“Now the Spirit speaketh expressly, that in the latter times some shall depart from the faith, giving heed to seducing spirits, and doctrines of devils.” (1 Timothy 4:1)
“But let your words be in agreement with true and right teaching.” (Titus 2:1)
Doctrine 1: The Doctrine of Household Salvation
The doctine I am addressing is most often referred to as “Household Salvation.” And it goes something like this: If you become a Christian, then God promises to save your entire family. It is based entirely on one isolated passage of Scripture, namely Acts 16:31-33:
“And they said, Believe on the Lord Jesus Christ and you shall be saved, and your household. And they spoke the Word of the Lord to him, and to all who were in his household. And taking them in that hour of the night, he washed from their stripes. And he was baptized, he and all his [household], immediately.” (Acts 16:31-33)

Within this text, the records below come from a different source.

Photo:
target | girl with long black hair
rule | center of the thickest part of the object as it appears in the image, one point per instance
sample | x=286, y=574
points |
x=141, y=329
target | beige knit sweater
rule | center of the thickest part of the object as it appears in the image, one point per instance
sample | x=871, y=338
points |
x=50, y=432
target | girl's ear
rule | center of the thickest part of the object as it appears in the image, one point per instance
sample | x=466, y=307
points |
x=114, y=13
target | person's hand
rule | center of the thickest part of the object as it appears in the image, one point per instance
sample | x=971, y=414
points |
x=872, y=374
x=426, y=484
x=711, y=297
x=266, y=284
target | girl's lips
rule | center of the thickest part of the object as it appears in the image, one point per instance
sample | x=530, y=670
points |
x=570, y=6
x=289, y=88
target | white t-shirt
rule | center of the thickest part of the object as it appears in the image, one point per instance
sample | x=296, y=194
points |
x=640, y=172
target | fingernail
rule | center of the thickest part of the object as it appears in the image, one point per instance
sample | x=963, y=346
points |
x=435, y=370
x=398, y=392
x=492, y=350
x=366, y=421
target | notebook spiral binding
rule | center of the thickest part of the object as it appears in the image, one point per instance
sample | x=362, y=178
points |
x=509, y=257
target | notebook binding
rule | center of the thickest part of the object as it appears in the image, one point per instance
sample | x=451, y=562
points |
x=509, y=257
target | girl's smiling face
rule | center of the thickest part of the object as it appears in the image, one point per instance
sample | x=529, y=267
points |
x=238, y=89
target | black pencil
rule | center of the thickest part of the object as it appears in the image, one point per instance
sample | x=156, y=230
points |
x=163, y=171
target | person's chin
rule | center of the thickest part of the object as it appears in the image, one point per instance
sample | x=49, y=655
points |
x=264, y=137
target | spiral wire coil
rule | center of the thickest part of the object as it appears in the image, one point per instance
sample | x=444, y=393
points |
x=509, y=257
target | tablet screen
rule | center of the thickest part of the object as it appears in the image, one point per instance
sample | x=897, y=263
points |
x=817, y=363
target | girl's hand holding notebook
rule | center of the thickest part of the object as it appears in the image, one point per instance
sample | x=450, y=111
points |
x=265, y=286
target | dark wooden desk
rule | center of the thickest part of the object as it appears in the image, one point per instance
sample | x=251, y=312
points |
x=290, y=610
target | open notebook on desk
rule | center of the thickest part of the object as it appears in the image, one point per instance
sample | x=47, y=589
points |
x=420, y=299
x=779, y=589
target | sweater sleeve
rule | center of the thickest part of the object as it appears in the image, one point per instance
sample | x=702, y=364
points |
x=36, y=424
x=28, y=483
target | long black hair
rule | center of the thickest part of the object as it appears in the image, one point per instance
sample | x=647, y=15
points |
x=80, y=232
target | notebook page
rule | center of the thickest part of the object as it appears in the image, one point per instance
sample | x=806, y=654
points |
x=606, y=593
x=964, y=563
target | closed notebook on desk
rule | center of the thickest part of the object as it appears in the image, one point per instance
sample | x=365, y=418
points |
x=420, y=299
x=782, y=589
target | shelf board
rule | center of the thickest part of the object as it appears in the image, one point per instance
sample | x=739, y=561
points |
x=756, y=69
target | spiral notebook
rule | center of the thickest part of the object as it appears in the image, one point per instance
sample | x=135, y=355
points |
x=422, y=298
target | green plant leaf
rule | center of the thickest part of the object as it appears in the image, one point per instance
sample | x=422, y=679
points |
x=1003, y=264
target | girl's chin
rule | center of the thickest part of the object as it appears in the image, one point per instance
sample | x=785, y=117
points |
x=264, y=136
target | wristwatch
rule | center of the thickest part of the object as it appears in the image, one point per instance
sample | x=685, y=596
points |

Now if you wanted to take this passage out of its proper context, you could easily teach that the Bible teaches that if you, as a Christian believer, begin to trust in the Lord, then God promises that your entire family will also become believers. But what does the whole counsel of God (i.e. the whole Bible) say? Remember, the Bible does not contradict itself. If I can find even one verse that seems to go contrary to this teaching, then we need to find out what the Bible is really saying. I would then turn your attention to 1 Corinthians 7:15-17, in which the apostle Paul argues that it is permissible for a man or wife to divorce their unbelieving spouse (and hence be able to remarry without being guilty) if their unbelieving spouse decides to permanently leave them (“permanently leave” in this case I think may be safely defined as having moved in with another person, rather than taking temporary “break” from the relationship).
“But if the unbelieving depart, let him depart. A brother or a sister is not under bondage in such cases: but God hath called us to peace.” (1 Corinthians 7:15)
Now when Paul writes, “is not under bondage” in the above verse, he means that, if your unbelieving partner has permanently left you, you are not expected (by God) to have to wait for that person to someday break off their relationship with their present partner and then return to you. Paul states that, in such cases, “God hath called us to peace.” In other words, the person is free to remarry whomever they choose — only, as the larger context makes clear, “in the Lord” (the person must be a believer, e.g. 1 Corinthians 7:39).
But get this: Paul then goes on to write — as though trying to protect the conscience of the man or woman whose unbelieving spouse has permanently left them — the following sober words (which contrast greatly the “Household Salvation” doctrine):
“For what knowest thou, O wife, whether thou shalt save thy husband? or how knowest thou, O man, whether thou shalt save thy wife?” (1 Corinthian 7:16)
What is God saying in this verse? He is saying simply this: Woman, or man, if your unbelieving spouse has permanently walked out on you and joined him/herself together with another person, you are “free indeed” to legally sever that relationship (through divorce) and then remarry whomever you want. In fact, don’t worry (as you may be tempted) that by marrying someone else you will forever deny the right of your former unbelieving spouse to come to know the Lord. After all, Paul is saying, do you even know whether or not you will be able to influence your former unbelieving spouse to put his or her faith in the Lord? The answer is an obvious “no”.
“Woman, man, you have no clue as to whether or not you will be able to win your spouse over to the Lord.” That is what this passage is saying. If he or she has permanently walked out on you, you are free indeed to legally divorce that person and then marry whomever you choose (a Christian, that is). The matter is now in God’s hands.
This, then, contrasts greatly with the (false) doctrine of “Household Salvation”. Don’t you believe it!